Climate, Mobility, and Energy

Antenna at LCAW 2026: Feeling the Heat, Energy Security, and the Rise of You-First-ism

Antenna Group was at LCAW supporting clients and connecting with leaders across the climate ecosystem this week.
Joy London
4 min read
Jun 30, 2026

London Climate Action Week (LCAW) kicked off in a city feeling the heat.

Keir Starmer announced his resignation on Monday, throwing British politics into yet another leadership change (the sixth PM in seven years). Andy Burnham, the former Mayor of Greater Manchester, will most likely be the next Prime Minister, as early as July. Burnham has yet to lay forth any detailed national policies of where he will look to take the country, and analysts have already started unpacking what that could mean for the UK’s energy and climate future, especially if net zero champion Ed Miliband becomes the next Chancellor.

London also faced the hottest day on record for June, and some events for LCAW were cancelled due to heat concerns as attendees also struggled with transport services strained under the high temperatures. 

Antenna Group was at LCAW supporting clients and connecting with leaders across the climate ecosystem this week. Below, we unpack what we heard on the ground.

The methane moment. We kicked off the week on Monday at our client Carbon Mapper’s event around Unlocking Scale and Impact on Methane: Data, Policy and Pathways to Action, hosted alongside partners at the UN Environment Programme, Clean Air Task Force, RMI, and the Global Methane Hub. On Tuesday, the UN Secretary-General launched a global Call to Action on Methane ahead of COP31 in Türkiye later this year. Both made clear that mitigating methane is the equivalent of pulling the emergency brake on climate change. Carbon Mapper’s panel underscored also the co-benefits that methane mitigation can have, especially around public health, and the incredible opportunities that new tech is unlocking to better track and fix methane sources. 

You-first-ism abounds.
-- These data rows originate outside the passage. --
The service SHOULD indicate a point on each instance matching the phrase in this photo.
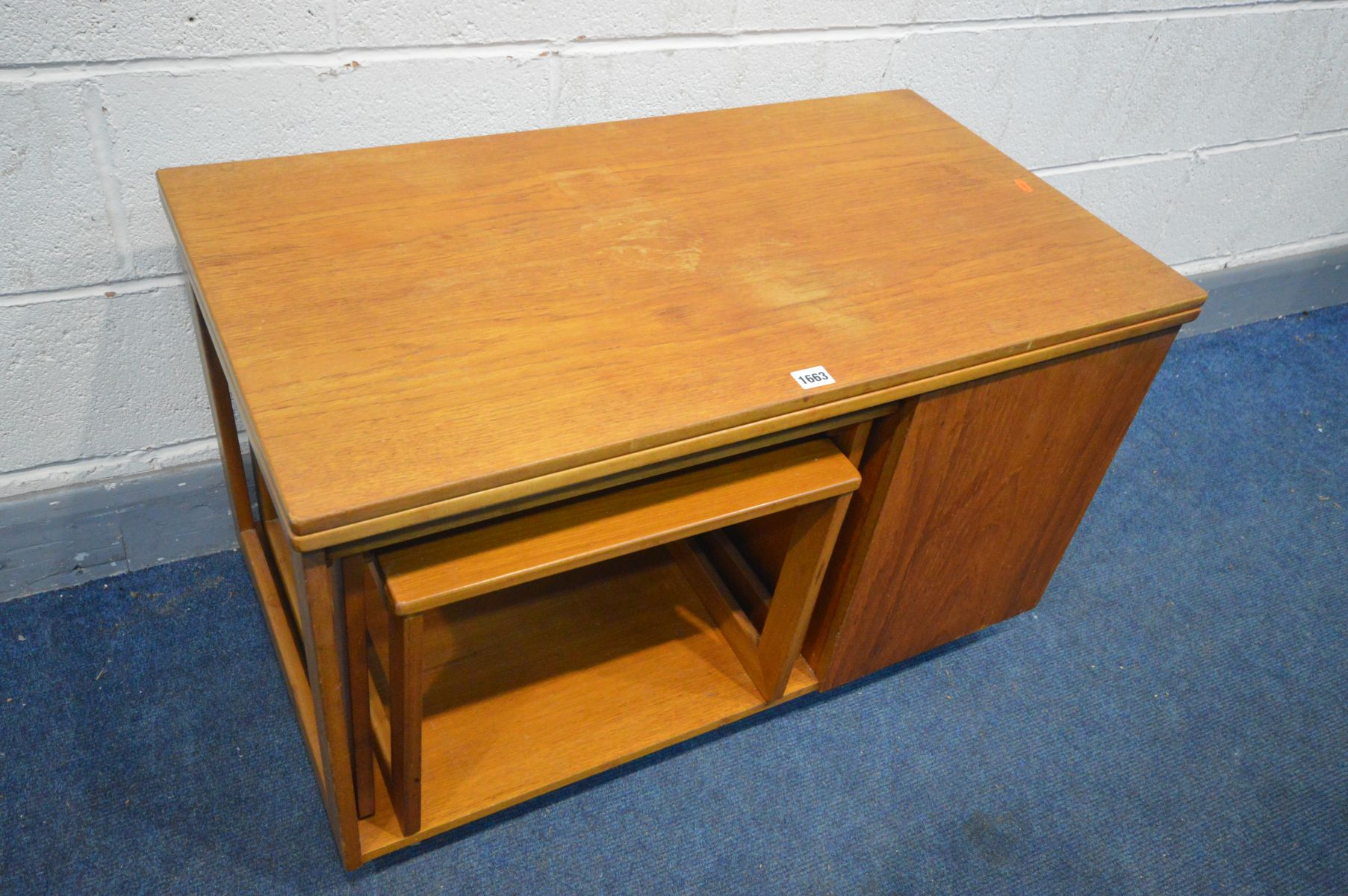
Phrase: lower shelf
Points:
(542, 685)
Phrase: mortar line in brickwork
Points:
(1264, 254)
(90, 469)
(1177, 155)
(92, 291)
(75, 69)
(96, 122)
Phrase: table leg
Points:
(323, 627)
(321, 624)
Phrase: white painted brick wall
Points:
(1211, 131)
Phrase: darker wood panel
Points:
(968, 502)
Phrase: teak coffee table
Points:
(574, 444)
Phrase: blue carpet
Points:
(1170, 720)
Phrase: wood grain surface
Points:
(968, 502)
(561, 537)
(414, 323)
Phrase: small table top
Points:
(413, 323)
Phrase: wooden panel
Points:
(561, 537)
(549, 682)
(968, 502)
(413, 323)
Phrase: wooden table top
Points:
(413, 323)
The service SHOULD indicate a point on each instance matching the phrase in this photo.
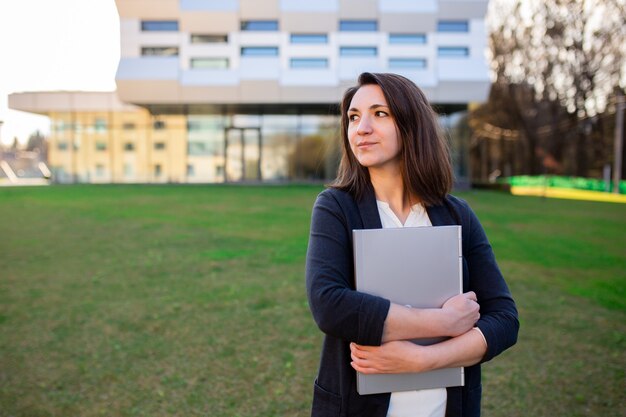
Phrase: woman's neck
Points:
(389, 187)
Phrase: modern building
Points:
(247, 90)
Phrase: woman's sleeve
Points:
(498, 313)
(337, 308)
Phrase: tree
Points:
(568, 52)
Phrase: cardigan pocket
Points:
(325, 403)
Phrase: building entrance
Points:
(242, 154)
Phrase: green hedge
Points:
(577, 183)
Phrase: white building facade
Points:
(248, 90)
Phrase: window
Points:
(100, 125)
(209, 63)
(308, 38)
(309, 63)
(259, 51)
(159, 51)
(196, 148)
(263, 25)
(358, 25)
(198, 38)
(358, 51)
(407, 63)
(453, 26)
(407, 38)
(453, 51)
(159, 25)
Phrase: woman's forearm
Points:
(457, 316)
(403, 356)
(464, 350)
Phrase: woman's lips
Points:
(365, 145)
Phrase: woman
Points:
(395, 171)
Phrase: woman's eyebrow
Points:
(372, 107)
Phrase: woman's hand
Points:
(460, 313)
(390, 358)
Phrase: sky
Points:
(54, 45)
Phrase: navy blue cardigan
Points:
(345, 315)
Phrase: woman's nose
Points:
(365, 126)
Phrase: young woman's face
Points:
(372, 130)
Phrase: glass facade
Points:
(453, 51)
(309, 38)
(358, 25)
(272, 148)
(159, 26)
(453, 26)
(407, 38)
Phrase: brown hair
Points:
(425, 158)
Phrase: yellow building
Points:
(96, 138)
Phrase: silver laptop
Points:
(419, 267)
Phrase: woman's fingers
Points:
(471, 295)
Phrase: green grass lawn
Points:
(190, 301)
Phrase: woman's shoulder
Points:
(457, 202)
(337, 195)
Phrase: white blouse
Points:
(422, 403)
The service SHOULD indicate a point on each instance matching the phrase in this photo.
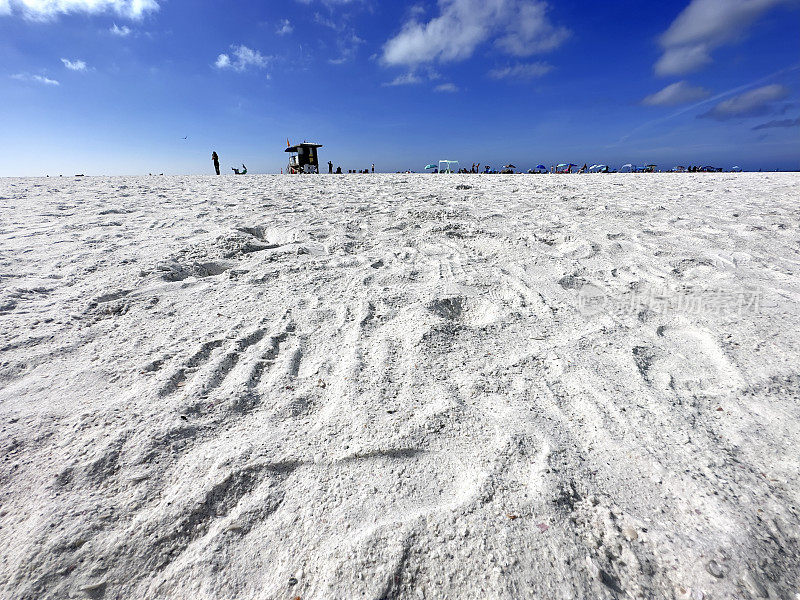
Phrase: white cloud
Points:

However, the Carbon Mapper event also raised a theme that has been felt across LCAW events this week. Industry leaders have doubled down on their focus on energy sovereignty amid the Strait of Hormuz conflict. And political leaders have reduced their will to act amidst domestic cost of living and inflationary pressures. Climate negotiators preparing for COP31 hit that same wall just before LCAW, where talks at the Bonn climate conference ended in gridlock because of countries’ cautious approach and ‘you-first-ism.’ Germany's announcement today, where it joined nearly half of EU member states now calling to delay new methane reporting rules due to take effect in January, was the clearest signal yet of where that caution leads. Climate action on issues like methane is in the spotlight, but how leaders balance regulation against domestic energy pressures remains a real point of contention.

Communicators urge less jargon, LLM-generated copy. At a panel hosted by SB+CO on The Sustainability Language Gap and how to Fix It, communications and sustainability leaders from On, the BBC, Oatly, and the World Economic Forum cautioned that many audiences are reacting with scorn and discontent when faced with messaging around climate change. The panel opened with the question, ‘what jargon would I get rid of’, with words like global warming, sustainable, mitigate, and carbon footprint thrown out as examples of words that have lost meaning to the general public. Panelists emphasised the importance of radical transparency on what companies are doing around sustainability, especially for key stakeholders like employees, and cautioned that the overuse of LLMs risks creating more jargon-heavy copy that continues to turn readers off from important climate-related messaging and storytelling. The trend toward ‘you-first’ and ‘individualistic’ values was again raised, and the panelists agreed that emphasising affordability, consumer product differentiation, and other user-related messaging resonated with audiences more than emphasising moral responsibility toward the climate or other collectivist narratives.

Defence and energy sovereignty reigns. Goals House hosted an Oxford-style debate on whether governments should prioritise defence spending over international development. The session, moderated by Anne McElvoy (POLITICO), with Bel Trew (The Independent) and Arthur Snell (former diplomat) may seem like an odd fit for a climate week agenda. But as countries grapple with rising populism, nationalism, and the wars in Ukraine and Iran, defence and energy spending have become overlapping priorities. It’s a calculus now further complicated by AI's surging power demand, as data centres compete with households and industry for scarce grid capacity. At the same time, the climate crisis is itself driving conflict, and renewable energy is already helping countries blunt the impact of geopolitical energy shocks. The UK’s climate envoy, Rachel Kyte, spoke on this topic at a Devex Impact House event on Thursday, emphasising that the British people want affordable energy, clean air, clean water, flood defences and protection from extreme heat. Her key point was something that politicians and industry leaders echoed throughout the week: electrification needs to move faster, and security and climate can't be treated as separate briefs anymore.